Rendon is just the second player in Conference USA history to be named Player of the Year in back-to-back seasons after picking up that honor this year while leading the Owls to the regular season league championship. The two-time first team All-C-USA selection was named to the C-USA Championship All-Tournament team and was named the Most Outstanding Player at the NCAA Austin Regional. He batted .402 in conference play and finished the season hitting .394 overall. The sophomore from Houston, Texas, led Conference USA in home runs with 26 and had more homers than strikeouts (22) all season long. Rendon ranks among the nation's leaders in runs scored (83) and walks (65) while maintaining a .530 on-base percentage. He had 12 doubles and 85 RBI, while posting an .801 slugging percentage.

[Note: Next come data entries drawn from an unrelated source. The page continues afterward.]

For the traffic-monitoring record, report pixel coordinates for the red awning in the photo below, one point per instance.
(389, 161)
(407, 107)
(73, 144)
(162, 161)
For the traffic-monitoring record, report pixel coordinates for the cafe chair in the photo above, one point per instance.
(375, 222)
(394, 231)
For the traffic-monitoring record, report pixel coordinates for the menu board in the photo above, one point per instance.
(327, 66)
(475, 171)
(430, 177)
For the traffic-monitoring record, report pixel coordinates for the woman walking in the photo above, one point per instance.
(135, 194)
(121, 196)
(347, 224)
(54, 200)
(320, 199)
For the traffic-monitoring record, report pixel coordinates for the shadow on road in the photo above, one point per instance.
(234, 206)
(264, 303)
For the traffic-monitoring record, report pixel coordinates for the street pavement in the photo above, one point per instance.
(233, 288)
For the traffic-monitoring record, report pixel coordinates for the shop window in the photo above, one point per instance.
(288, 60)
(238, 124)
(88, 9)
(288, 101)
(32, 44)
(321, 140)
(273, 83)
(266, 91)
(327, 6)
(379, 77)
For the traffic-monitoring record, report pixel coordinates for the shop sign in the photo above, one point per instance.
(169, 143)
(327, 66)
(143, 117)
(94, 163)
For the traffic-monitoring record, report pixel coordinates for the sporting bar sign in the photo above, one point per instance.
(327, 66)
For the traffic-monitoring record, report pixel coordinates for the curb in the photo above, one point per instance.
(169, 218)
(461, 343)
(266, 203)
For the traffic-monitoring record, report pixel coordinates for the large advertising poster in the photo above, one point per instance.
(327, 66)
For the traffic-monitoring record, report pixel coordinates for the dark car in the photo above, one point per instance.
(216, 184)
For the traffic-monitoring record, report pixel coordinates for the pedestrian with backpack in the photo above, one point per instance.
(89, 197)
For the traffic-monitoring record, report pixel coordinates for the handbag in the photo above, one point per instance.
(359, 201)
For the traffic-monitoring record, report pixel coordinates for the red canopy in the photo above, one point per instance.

Cron, one of the nation's most versatile standouts, started at catcher, first base and designated hitter for the 2010 Utes. The sophomore from Phoenix, Ariz., already has been selected to a pair of All-America teams while pacing Utah in virtually every category on offense. The two-time All-Mountain West performer leads the nation with 1.65 RBI (81 in 49 contests) and is fifth in slugging percentage (.817). He batted .431 with 55 runs and currently is eighth in NCAA Division I with 0.41 home runs per game. He 81 RBI total is 11th nationally, and Cron was 2010 Mountain West Conference Player of the Year as well as a MWC All-Tournament team member. He is the Utes' first All-America choice since SS Ryan Khoury in 2006.

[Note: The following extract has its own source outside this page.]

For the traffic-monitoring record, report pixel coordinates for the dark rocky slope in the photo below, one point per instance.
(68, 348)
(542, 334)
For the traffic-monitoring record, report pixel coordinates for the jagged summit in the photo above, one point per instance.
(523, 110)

MacPhee, another of the splendid sophs honored and a Phoenix resident, was a first team All-America and 2010 Pacific-10 Conference Player of the Year. He enters the Tempe Super Regional with a .381 batting average and team-high .490 on-base percentage and .686 slugging percentage. He also set a school record with 14 triples as a sophomore to break the previous mark of 13 by Alan Bannister in 1971. MacPhee also tops the team with 59 RBI and 62 runs scored along with eight home runs, seven doubles, and 18 stolen bases for the No. 1 seed in the 2010 NCAA D-I Tournament. He was a semifinalist for the 2010 Golden Spikes Award and has received ample voting support in the first two ballots for the Dick Howser Trophy.

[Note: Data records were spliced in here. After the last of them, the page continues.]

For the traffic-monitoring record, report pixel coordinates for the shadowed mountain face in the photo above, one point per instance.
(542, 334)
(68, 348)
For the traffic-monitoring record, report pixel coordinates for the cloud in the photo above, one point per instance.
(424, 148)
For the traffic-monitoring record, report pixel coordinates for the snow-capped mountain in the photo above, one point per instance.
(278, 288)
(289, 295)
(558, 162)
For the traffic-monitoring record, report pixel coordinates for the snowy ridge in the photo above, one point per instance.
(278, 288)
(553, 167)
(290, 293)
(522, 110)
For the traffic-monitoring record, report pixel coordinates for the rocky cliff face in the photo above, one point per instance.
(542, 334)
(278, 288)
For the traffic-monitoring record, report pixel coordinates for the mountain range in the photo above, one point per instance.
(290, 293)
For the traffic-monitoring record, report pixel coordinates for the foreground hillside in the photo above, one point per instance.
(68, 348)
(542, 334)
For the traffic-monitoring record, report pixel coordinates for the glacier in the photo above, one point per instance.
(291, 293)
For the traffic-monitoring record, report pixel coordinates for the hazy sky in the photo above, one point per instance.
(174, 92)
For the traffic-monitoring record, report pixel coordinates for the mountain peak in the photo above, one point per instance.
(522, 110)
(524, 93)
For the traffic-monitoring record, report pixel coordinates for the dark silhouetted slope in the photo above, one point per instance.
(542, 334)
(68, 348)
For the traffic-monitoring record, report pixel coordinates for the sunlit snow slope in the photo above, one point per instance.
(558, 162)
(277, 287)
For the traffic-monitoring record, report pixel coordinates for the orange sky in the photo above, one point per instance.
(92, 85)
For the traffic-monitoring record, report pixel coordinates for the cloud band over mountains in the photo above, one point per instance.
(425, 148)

The group, divided into areas as follows: District I-Maine, Vermont, New Hampshire, Rhode Island, Massachusetts, Pennsylvania; District II: Connecticut, West Virginia, New York, New Jersey, Delaware, District of Columbia; III: Kentucky, Tennessee, Mississippi, Alabama, Florida; IV: Georgia, Virginia, North Carolina, South Carolina, Maryland; V: Ohio, Indiana, Illinois, Michigan, Minnesota, Wisconsin; VI: Iowa, Missouri, Kansas, Oklahoma, Nebraska, North Dakota, South Dakota; VII: Texas, Arkansas, Louisiana; VIII: Wyoming, Utah, Idaho, New Mexico, Colorado, Nevada, Montana; District IX: California, Oregon, Washington, Hawai'i, Arizona, Alaska.